Early in the episode, Caroline chastises Max for stereotyping the gay men, telling her that she wouldn’t like it if people thought of her as the sarcastic waitress who slept with everyone in high school (or something). Max tosses back a sassy retort, of course, but the level of detail Caroline provides about Max goes above and beyond the idea of a stereotype. If it’s still a stereotype, then it’s a remarkably specific one, and it speaks to Max and maybe a handful of other people. The writers simply haven’t bothered to specify the three guys in the same way they have with Max and Caroline, and that leaves the show adrift every time it tries to defend itself against the most persistent criticism leveled against it. It does its best tonight—and, again, I’m kind of impressed at how well it acquits itself—but it once again fails because, well, have you seen the diner scenes?
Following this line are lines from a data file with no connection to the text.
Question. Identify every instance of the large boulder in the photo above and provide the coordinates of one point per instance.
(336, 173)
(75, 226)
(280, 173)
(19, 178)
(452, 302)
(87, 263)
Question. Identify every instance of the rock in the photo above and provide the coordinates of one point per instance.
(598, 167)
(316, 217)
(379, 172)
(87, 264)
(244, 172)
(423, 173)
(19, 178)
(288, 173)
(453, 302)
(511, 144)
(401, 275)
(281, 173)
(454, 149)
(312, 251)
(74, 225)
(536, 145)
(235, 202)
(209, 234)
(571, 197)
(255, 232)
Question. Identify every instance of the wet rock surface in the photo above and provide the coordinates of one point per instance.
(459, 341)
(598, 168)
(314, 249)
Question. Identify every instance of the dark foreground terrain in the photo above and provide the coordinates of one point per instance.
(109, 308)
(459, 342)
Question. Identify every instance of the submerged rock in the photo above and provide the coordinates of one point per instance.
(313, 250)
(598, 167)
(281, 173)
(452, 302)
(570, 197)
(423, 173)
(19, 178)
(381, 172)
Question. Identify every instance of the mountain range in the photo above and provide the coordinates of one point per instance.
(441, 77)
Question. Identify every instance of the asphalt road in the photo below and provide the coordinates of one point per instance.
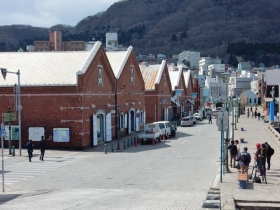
(173, 174)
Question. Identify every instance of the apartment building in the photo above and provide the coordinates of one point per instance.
(55, 43)
(192, 57)
(204, 62)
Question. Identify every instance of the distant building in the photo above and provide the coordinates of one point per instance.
(244, 66)
(204, 62)
(55, 43)
(192, 57)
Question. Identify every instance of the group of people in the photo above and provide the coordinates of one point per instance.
(253, 113)
(261, 156)
(30, 146)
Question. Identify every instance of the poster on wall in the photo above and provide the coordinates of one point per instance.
(35, 133)
(14, 132)
(61, 134)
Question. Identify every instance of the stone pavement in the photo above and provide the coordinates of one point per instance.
(256, 195)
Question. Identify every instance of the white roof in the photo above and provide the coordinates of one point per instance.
(175, 75)
(118, 60)
(46, 68)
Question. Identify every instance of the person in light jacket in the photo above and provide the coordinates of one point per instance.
(29, 146)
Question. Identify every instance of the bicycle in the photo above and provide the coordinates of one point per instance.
(261, 169)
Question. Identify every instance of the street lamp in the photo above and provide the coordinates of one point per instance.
(272, 93)
(118, 125)
(18, 105)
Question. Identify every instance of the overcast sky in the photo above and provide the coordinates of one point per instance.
(46, 13)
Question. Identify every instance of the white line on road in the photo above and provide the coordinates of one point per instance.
(183, 142)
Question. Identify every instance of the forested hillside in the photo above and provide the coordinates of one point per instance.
(170, 26)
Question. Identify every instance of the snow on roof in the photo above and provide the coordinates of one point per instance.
(118, 60)
(46, 68)
(152, 74)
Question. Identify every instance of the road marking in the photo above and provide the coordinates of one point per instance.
(183, 141)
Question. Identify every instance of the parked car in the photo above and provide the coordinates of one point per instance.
(165, 127)
(193, 119)
(186, 121)
(197, 116)
(151, 131)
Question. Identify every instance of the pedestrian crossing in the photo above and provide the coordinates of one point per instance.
(25, 170)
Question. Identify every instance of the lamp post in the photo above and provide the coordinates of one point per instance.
(227, 138)
(272, 93)
(18, 105)
(118, 126)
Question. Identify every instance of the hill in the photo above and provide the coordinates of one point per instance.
(171, 26)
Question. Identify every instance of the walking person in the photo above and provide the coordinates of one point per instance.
(42, 145)
(29, 146)
(233, 152)
(244, 159)
(236, 142)
(210, 119)
(270, 152)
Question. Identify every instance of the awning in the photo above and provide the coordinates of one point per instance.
(175, 101)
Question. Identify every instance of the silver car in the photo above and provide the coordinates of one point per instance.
(186, 121)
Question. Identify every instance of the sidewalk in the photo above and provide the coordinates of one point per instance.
(9, 159)
(256, 194)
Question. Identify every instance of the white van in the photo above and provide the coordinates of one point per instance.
(165, 127)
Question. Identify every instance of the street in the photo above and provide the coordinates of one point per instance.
(173, 174)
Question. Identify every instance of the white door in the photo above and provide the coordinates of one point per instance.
(144, 117)
(137, 121)
(108, 127)
(95, 138)
(129, 122)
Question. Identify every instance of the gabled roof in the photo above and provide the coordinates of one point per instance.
(46, 68)
(175, 73)
(187, 77)
(152, 74)
(118, 60)
(272, 77)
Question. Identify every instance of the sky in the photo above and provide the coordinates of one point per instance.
(47, 13)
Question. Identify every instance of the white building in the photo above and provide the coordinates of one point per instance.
(217, 89)
(237, 84)
(252, 98)
(219, 68)
(204, 62)
(192, 57)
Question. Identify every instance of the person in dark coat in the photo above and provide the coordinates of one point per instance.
(29, 146)
(42, 145)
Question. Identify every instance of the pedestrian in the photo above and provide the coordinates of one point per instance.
(233, 152)
(263, 156)
(210, 119)
(236, 142)
(29, 146)
(259, 116)
(257, 155)
(42, 145)
(244, 159)
(270, 152)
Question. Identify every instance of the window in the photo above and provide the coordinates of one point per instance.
(121, 120)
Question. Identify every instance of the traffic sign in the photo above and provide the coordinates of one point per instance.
(222, 121)
(10, 116)
(3, 131)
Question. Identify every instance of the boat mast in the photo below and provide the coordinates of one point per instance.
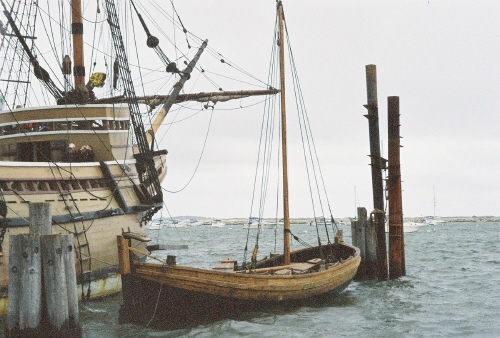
(286, 218)
(77, 31)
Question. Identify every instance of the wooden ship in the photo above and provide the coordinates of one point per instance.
(164, 288)
(115, 190)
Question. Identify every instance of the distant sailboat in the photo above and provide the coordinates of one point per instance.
(434, 220)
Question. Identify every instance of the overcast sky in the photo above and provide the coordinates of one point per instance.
(442, 58)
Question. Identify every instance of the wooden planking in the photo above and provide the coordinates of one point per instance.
(252, 287)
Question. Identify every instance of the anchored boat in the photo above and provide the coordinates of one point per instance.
(73, 133)
(290, 277)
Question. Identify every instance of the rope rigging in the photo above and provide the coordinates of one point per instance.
(317, 188)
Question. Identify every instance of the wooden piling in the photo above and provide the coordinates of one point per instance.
(371, 249)
(396, 234)
(364, 237)
(43, 299)
(376, 165)
(25, 285)
(378, 219)
(358, 240)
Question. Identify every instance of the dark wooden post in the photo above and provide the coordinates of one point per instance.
(376, 165)
(358, 240)
(371, 249)
(396, 234)
(378, 219)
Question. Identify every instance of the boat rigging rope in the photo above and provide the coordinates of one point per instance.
(199, 159)
(305, 128)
This is a bigger problem than it would be because this is clearly a show that doesn’t want to be a story-based sitcom but, rather, a show where we want to hang out with the characters. The same basic story beats keep repeating themselves, and the show keeps reminding us over and over of Caroline and Max’s separate back-stories, as if it doesn’t trust us to keep up. Tonight’s episode is completely devoid of conflict, in fact, existing mostly as an episode where Max and Caroline take a spring break in the gay guys’ apartment (to dog-sit), then find themselves sucked into a new string of adventures. Nothing happens, and the one development that does—Caroline persuades some food bloggers to check out the cupcakes—drops in from the sky. A story that doesn’t possess momentum is fine in a show where the characters are well-drawn and fun (hello, Gilmore Girls), but this is just a half hour of people being nice to each other and Kat Dennings occasionally making a wisecrack about it. If Whitney Cummings’ other show is trying its damnedest, yet still not entirely working, that’s preferable to this show, which is slowly retreating back into its shell.

Stray observations:

  • I did think tonight’s episode was a bit funnier than the recent string of episodes have been. I got a smirk out of some of Dennings’ line readings, and I also really enjoyed Caroline’s sarcastic impression of Max working at a steel mill.
  • The scenes not set in the diner primarily exist on this show to give the two central women stereotypes to bounce off of, but I will say I didn’t mind Zeke the bacon guy nearly as much as some of the other one-episode love interests the series has brought in.
  • I didn’t much like Ashley, and I hope to never see her again.